To render the page you need many responses back. Your browser will make some requests in parallel; each new connection requires the TCP and TLS handshake before they get any data.
The “multiple RTT” on the response reflect the fact that the TCP stack can only send one TCP window of data before it has to wait for acknowledgment back that the client has received some or all of the data sent. You can’t have more than one window of data in flight (per TCP connection). The window typically starts out small and grows to perhaps 64 KB. Servers and fancy clients can turn the window up further, but unless you break TCP you have to start smaller and grow. This is to prevent fast senders causing congestion, queuing delay and packet drops.
The page you’re reading now probably took 80-100 network requests. Mostly images, some JS and CSS, and four or so html objects across 15-20 domains (most of them via edge servers). Some of the objects transferred over 100 KB. The total round trips for the page to load is well over 100. Multiply the RTT by 100 round trip object fetches and it really adds up!

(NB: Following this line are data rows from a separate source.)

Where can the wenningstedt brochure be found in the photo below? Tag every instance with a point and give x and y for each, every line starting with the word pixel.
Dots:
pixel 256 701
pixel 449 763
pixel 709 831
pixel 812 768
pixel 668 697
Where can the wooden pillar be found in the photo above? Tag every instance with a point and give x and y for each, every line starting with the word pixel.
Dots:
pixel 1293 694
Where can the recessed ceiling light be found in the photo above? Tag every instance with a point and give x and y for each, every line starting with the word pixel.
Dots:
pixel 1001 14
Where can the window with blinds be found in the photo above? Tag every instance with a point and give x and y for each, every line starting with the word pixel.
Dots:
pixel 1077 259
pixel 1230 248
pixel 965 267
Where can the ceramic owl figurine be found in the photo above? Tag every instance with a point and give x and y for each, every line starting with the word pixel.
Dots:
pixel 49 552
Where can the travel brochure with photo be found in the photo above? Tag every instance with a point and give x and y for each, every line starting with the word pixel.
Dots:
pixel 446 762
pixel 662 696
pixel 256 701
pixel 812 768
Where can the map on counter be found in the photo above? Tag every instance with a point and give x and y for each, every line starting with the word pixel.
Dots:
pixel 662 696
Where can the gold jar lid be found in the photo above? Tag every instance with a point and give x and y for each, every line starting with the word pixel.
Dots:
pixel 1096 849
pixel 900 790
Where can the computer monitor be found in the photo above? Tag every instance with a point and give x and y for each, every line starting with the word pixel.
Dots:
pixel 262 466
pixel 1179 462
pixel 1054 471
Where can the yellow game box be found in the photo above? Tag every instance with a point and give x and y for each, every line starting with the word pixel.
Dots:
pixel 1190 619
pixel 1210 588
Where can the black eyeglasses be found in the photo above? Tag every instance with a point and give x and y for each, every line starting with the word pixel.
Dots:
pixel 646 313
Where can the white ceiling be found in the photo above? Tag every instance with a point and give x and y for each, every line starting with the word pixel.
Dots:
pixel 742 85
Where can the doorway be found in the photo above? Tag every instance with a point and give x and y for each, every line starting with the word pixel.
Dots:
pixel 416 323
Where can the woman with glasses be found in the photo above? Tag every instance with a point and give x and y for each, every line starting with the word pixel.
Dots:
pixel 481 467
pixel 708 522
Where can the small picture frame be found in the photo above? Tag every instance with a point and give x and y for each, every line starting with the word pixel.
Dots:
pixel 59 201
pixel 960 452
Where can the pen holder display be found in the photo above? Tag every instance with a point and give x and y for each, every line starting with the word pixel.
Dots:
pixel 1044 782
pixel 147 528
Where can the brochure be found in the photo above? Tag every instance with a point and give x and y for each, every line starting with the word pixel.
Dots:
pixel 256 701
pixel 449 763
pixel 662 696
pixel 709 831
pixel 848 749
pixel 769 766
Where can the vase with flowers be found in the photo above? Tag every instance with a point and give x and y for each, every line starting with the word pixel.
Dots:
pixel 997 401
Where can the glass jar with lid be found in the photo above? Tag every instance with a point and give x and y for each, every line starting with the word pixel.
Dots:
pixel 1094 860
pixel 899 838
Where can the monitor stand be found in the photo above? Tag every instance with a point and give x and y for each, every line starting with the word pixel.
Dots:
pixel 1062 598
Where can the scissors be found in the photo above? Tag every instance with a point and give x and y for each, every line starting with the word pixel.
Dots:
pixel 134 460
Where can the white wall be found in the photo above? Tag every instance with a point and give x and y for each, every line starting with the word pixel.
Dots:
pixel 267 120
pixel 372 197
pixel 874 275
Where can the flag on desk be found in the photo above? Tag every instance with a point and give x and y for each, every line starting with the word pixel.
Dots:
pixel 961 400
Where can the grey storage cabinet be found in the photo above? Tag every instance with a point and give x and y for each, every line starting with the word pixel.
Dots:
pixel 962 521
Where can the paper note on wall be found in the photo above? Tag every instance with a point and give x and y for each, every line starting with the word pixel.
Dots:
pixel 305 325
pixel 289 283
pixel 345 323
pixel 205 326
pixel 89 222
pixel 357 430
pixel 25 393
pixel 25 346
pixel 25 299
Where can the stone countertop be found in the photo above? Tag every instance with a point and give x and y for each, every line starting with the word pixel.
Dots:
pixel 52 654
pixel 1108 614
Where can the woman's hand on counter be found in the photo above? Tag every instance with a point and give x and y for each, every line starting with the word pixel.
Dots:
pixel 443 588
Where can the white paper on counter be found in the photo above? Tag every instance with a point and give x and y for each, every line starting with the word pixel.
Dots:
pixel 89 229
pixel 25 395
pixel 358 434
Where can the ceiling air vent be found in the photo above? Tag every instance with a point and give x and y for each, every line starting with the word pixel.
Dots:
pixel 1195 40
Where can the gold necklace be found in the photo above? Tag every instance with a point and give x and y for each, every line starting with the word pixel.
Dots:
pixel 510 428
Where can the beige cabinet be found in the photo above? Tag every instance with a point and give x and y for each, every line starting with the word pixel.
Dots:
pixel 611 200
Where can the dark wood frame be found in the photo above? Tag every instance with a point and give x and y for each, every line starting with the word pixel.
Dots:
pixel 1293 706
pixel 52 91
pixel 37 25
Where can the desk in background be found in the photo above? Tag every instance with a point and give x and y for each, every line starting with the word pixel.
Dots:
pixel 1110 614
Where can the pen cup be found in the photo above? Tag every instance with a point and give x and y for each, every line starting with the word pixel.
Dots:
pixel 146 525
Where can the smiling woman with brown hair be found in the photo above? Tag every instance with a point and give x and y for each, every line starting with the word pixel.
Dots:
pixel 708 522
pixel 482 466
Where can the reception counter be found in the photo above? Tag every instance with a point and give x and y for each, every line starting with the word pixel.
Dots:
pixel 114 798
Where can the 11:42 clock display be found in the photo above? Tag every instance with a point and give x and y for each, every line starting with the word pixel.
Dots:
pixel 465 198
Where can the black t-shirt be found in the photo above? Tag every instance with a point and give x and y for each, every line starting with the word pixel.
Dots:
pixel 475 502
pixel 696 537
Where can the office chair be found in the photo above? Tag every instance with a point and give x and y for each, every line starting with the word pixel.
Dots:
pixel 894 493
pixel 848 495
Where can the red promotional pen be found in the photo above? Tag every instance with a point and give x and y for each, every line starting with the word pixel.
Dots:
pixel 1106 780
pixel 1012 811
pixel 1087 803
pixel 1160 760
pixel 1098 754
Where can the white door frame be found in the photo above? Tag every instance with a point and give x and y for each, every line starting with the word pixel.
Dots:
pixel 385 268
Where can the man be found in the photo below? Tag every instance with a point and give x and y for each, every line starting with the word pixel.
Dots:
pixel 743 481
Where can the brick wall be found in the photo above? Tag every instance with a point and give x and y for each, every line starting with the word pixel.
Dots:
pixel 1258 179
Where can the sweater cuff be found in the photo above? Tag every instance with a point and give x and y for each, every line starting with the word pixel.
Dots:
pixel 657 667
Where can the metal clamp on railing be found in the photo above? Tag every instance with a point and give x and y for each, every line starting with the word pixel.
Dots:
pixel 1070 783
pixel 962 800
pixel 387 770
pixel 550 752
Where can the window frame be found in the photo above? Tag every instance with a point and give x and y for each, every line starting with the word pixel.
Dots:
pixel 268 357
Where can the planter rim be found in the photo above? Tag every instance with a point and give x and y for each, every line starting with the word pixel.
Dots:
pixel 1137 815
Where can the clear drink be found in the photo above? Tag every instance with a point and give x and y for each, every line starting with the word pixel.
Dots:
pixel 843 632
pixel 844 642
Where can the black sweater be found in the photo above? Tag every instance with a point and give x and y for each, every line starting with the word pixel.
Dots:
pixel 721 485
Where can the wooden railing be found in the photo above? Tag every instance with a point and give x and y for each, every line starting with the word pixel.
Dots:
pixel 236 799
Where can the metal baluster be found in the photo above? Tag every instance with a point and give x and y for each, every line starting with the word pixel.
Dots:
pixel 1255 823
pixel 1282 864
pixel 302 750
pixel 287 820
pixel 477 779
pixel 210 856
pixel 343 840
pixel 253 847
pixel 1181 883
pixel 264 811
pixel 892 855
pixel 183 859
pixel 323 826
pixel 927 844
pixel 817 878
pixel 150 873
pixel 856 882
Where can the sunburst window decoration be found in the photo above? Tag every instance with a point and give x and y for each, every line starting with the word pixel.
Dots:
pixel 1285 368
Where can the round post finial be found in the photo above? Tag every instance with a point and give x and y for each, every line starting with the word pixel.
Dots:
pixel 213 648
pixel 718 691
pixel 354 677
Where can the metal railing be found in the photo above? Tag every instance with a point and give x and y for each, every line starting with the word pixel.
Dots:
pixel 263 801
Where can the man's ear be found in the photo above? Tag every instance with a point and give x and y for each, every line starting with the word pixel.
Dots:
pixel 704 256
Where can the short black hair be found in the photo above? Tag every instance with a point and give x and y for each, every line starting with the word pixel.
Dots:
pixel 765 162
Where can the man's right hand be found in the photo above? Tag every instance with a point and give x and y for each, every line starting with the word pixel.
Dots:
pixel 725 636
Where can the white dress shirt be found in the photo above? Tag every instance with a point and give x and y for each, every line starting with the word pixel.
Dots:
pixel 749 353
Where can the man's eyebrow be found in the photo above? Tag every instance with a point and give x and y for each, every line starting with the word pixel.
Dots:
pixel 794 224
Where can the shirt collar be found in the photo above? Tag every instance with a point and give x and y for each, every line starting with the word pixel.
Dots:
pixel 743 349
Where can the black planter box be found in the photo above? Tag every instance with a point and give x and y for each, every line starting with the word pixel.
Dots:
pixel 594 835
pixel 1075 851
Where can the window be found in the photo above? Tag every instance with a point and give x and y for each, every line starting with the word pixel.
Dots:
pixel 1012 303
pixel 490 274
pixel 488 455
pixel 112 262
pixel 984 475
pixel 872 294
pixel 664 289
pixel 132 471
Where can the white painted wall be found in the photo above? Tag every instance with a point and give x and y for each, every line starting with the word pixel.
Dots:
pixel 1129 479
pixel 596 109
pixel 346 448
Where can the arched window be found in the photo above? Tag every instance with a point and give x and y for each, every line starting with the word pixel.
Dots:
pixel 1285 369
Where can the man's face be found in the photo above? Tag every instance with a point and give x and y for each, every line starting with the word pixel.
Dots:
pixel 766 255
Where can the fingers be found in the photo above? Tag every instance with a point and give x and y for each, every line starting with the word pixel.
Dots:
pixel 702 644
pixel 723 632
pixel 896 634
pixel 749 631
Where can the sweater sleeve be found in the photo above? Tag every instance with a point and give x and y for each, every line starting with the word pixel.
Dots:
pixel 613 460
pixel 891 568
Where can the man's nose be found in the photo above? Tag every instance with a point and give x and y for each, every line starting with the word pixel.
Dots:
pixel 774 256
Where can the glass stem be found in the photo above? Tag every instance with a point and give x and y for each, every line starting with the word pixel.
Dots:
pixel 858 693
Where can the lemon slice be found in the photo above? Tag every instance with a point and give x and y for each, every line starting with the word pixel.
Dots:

At 20 msec it’s two seconds … a reasonably responsive page. At 100 msec the page would take ten seconds to load. That’s unacceptably long for many users.
To put RTT latency numbers into perspective: 10 msec will get you to a server at most a few hundred miles away, but typically in the same well-connected metro area. Conventional wisdom is a millisecond gets you 30 miles round trip. Cross country USA gets up to 100 msec range. Long haul trans-oceanic we’re looking at up to many hundreds of msec as illustrated below.
Now I hope you can see how going from 20 to 100 msec delay can turn an acceptable page load into one that people may browse away from.
Show Me The Data!
The following graphs show first the network latency, client-to-edge and client-to-origin, for a web server tested from client locations listed on the horizontal (x) axis. The green bars show network latency, coral shows edge latency. From Asia and South America we saw over 100 msec RTT (measured by TCP connection establishment time) to the origin server, down to about 10 msec in VA, where the server is evidently located.
The second graphs shows the full page response time – and clear correlation between the latency shown in the top graph and the full page response time where the endpoints in Asia took a full second to load a simple (44 KB static) base web page from the origin. Note that the worst-case full-page response time is well over a second even though edge response time was consistently under 100 msec across the world.
A website that requires many round trips from the client to authenticate, retrieve dynamic personalized content, or provide other computation should see performance gains at least as strong as the case above.
If this is what the Programmable Edge can do for a website, imagine what it can do for custom logic that is needed closer to a drone to help it maneuver faster. Or to a sensor to help it make quick decisions based on data its collecting.
I only discussed Queuing Delay briefly here. The more networks you have to transition between the browser and server the more likely you are to hit congestion and delay. I’ll explore that in a future blog post; suffice it to say that queueing delays can seriously magnify the latency issue.
Finally if you objected to my counting 1 RTT for sending the web request (instead of 1/2 – since technically we don’t need the response ACK) you may subtract 1/2 RTT from the “multiple RTT” on the response side. Bonus points for sharp eyes.